As soon as he uttered the name, there came a black flash, like the negative image of one of Anders’s lightning bolts. Gray mist filled the room; the cloth swatch contracted and disappeared altogether, and then the panther, too, was gone, dissipating into nothingness.
Anders and Josidiah fell back, sitting side by side. It seemed for a moment that there was a profound line of emptiness in the room, a rift in the universe, as though the fabric of the planes of existence had been torn asunder. But then it was gone, everything—panther, hole, and rift, and all that remained was the figurine.
“What did you do?” Josidiah asked the mage.
“I?” balked Anders. “What did you do?”
Josidiah moved cautiously to retrieve the figurine. With it in hand, he looked back to Anders, who nodded slowly in agreement.
“Guenhwyvar,” the elf called nervously.
A moment later, the area beside the elf filled with the gray mist, swirling and gradually taking the shape of the panther. She was breathing more easily, as though her wounds were fast on the mend. She looked up at Josidiah, and the elf’s breath fell away, lost in the intensity, the intelligence, of that gaze.
This was no slave, no magical tool; this was the panther, the same wondrous panther!
“How did you do this?” the elf asked.
“I know not,” Anders replied. “And I do not even know what I, what we, have done, with the figurine. It is the statuette that transforms into the living beast, and yet, the cat is here, and so is the statuette!” The old mage chuckled, locking gazes with the elf. “Send her away to heal,” he bade.

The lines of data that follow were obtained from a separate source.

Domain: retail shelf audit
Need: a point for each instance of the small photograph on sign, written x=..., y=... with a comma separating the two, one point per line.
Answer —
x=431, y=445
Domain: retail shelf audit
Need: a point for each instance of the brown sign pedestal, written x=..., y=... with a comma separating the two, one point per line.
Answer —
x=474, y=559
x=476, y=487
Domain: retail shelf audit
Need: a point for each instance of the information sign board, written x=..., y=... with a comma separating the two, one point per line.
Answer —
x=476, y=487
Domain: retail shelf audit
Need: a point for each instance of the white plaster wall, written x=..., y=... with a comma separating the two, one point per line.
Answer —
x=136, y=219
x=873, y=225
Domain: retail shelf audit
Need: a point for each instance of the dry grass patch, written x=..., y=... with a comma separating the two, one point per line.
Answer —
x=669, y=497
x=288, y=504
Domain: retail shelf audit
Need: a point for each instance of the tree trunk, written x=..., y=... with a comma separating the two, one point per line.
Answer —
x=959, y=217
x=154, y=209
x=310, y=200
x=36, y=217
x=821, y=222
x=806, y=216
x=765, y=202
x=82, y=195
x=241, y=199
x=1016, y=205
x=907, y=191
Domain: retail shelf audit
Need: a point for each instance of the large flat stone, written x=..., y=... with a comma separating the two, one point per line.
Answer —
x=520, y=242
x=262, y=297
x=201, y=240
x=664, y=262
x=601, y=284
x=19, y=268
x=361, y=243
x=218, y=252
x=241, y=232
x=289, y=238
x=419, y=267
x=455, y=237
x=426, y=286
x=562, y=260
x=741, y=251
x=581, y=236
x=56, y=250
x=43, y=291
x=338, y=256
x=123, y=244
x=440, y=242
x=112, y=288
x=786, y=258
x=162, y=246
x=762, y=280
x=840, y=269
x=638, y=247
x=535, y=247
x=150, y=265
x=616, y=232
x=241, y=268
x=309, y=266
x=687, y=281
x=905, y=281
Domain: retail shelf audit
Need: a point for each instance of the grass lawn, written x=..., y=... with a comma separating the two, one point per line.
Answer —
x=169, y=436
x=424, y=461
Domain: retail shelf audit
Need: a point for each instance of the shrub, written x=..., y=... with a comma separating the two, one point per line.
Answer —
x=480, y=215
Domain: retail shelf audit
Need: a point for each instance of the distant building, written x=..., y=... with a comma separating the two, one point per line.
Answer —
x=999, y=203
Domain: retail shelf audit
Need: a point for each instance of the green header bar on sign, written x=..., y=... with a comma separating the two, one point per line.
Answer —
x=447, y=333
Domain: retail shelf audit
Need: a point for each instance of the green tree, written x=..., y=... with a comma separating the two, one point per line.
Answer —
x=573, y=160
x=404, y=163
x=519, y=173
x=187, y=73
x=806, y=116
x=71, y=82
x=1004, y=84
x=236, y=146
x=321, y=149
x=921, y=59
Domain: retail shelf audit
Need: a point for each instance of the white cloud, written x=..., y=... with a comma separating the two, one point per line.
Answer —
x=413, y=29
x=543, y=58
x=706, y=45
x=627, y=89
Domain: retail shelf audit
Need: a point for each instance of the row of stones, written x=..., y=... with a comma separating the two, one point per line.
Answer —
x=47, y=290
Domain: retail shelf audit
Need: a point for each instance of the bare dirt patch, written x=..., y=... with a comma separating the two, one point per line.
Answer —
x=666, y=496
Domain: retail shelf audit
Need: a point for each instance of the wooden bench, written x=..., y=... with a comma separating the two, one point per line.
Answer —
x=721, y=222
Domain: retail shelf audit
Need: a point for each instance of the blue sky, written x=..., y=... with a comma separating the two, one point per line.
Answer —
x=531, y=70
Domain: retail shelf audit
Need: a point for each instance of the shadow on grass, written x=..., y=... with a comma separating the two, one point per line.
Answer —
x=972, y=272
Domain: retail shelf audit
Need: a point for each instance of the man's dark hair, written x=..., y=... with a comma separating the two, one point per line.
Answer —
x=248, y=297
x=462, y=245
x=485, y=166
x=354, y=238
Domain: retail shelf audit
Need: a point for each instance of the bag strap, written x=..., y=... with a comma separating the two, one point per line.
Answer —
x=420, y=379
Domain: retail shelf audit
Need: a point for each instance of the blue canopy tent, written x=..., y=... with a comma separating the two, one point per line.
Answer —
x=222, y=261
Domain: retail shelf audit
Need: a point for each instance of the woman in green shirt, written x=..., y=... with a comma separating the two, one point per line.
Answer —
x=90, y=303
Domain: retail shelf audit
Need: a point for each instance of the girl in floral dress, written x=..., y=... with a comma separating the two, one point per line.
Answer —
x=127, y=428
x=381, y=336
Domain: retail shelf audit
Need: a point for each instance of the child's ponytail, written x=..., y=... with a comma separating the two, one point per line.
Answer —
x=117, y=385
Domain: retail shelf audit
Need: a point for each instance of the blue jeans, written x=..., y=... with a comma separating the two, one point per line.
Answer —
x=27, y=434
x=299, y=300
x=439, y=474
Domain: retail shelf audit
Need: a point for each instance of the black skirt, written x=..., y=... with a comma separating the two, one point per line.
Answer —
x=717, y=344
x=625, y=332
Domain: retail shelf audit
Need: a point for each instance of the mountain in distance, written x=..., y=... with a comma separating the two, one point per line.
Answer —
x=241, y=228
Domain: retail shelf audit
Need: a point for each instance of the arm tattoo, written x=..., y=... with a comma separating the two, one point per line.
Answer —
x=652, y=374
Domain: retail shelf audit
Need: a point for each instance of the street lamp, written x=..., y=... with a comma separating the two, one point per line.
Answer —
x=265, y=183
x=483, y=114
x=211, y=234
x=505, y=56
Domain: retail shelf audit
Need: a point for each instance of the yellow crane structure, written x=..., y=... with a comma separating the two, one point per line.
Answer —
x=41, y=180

Josidiah looked to the cat. “Go, Guenhwyvar, but I shall summon you forth again, I promise.”
The panther growled, but it was not an angry sound, and she began a slow, limping pace, melting away into gray mist.
“That is the joy of magic,” Anders said. “The mystery of it all. Why, even the greatest wizards could not explain this, I should guess. Perhaps all of my preparation, perhaps the magic of the hole—ah, yes, my dear, lost hole!—perhaps the combination of all these things.